Larger cruise ships with local deployments will be the first to come back on sale following Covid-19, the former boss of Azamara has predicted.

Larry Pimentel, who stepped aside from his role as president and chief executive in April as the line made plans to survive the pandemic, said he expected older, smaller ships with international deployments to “sit on the side lines simply because of the air travel” as travel resumes.

Speaking on a Travel Weekly webcast, he said: “Think about taking a 10, 12 or 15-hour flight in coach and the denseness that you’d find on these carriers. I’m not going to do that at the moment.

“We’re going to find big ships with local deployments are the first to come back,” Pimentel said. “You’re probably going to find short rotations out of the States and you’ll probably get three or four-day rotations going to private islands. Why? Private islands can secure the safety and health in all areas without a bunch of nonsensical politics layered in it, which makes things even more complex and, frankly, angers a lot of people.”

Pimentel said small luxury vessels sailing to less crowded destinations may also come back sooner, but said: “We still have an issue with social distancing in an industry that was all about connection on the ships, so herein lies a paradoxical sort of scenario.”

Pimentel predicted many ships would not come back into the sector at as line battle with cash flow issues.

“Cruise lines need the cash right now,” he said, noting that the only income lines are bringing in is onboard revenue as cabins on 2021 sailings will be filled up with people who deferred from this year and used their future cruise credits to rebook. “So the cruise industry is going to have a terrible 2020, and a terrible economic 2021.”

Pimentel said: “The ships that come back are likely to fill up as there won’t be as many ships operating. Let’s face it, there will be some ships that will sit in the sidelines that won’t come back to the industry. The whole industry closed down in about three weeks. There is no way in hell we’re coming back in three weeks, or even three months.”

He also predicted that “new cruise ship orders will slow so significantly that it will almost seem like they are stopping altogether, compared to we’ve seen over the last couple of years”.

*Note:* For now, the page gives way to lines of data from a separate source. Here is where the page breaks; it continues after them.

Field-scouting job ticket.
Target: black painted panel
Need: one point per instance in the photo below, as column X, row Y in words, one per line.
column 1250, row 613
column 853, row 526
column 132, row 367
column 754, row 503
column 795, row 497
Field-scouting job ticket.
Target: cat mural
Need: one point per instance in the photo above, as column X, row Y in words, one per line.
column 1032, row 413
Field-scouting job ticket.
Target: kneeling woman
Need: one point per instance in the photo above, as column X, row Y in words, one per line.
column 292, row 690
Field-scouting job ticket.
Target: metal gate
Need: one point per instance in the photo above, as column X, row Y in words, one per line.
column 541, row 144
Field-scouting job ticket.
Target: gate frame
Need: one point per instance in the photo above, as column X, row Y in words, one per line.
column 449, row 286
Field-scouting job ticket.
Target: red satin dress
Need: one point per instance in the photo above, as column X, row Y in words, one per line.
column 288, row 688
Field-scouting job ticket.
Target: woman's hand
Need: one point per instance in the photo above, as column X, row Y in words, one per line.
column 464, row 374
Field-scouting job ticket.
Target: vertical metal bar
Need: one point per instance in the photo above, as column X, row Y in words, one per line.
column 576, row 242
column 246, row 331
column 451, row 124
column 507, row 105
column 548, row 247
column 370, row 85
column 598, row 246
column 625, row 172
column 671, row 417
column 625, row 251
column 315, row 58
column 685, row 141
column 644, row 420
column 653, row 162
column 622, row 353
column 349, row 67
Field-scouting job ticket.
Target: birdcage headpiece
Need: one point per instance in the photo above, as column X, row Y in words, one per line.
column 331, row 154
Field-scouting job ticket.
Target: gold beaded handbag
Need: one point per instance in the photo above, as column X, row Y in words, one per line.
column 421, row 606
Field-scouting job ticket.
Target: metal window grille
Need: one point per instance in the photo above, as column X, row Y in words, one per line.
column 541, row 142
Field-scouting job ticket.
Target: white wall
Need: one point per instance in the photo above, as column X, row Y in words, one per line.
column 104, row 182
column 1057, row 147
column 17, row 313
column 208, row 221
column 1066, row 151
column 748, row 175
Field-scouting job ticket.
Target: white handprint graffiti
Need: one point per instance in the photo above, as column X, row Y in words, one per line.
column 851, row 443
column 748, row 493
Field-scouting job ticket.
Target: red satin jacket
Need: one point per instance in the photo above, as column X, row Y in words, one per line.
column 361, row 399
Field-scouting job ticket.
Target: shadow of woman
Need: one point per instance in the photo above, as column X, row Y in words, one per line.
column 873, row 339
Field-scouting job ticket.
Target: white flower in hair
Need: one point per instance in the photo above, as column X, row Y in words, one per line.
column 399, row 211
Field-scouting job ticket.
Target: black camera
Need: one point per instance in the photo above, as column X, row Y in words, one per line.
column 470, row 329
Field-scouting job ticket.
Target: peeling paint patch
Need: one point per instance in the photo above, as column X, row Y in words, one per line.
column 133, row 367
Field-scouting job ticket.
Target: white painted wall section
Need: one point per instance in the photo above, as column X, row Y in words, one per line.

“I fully expect a lot of options not to be secured,” he said. “This [recovery from the pandemic] is not months, this is a multi-year process.”

He pointed out that there are 19 new ocean ships on order this year, adding: “That’s a lot of vessels and right now, who needs more capacity? Nobody. But in the future, demand will be there. I’ve learned this about the consumer – once they feel even a little bit comfortable, and the value seems there, they will book.”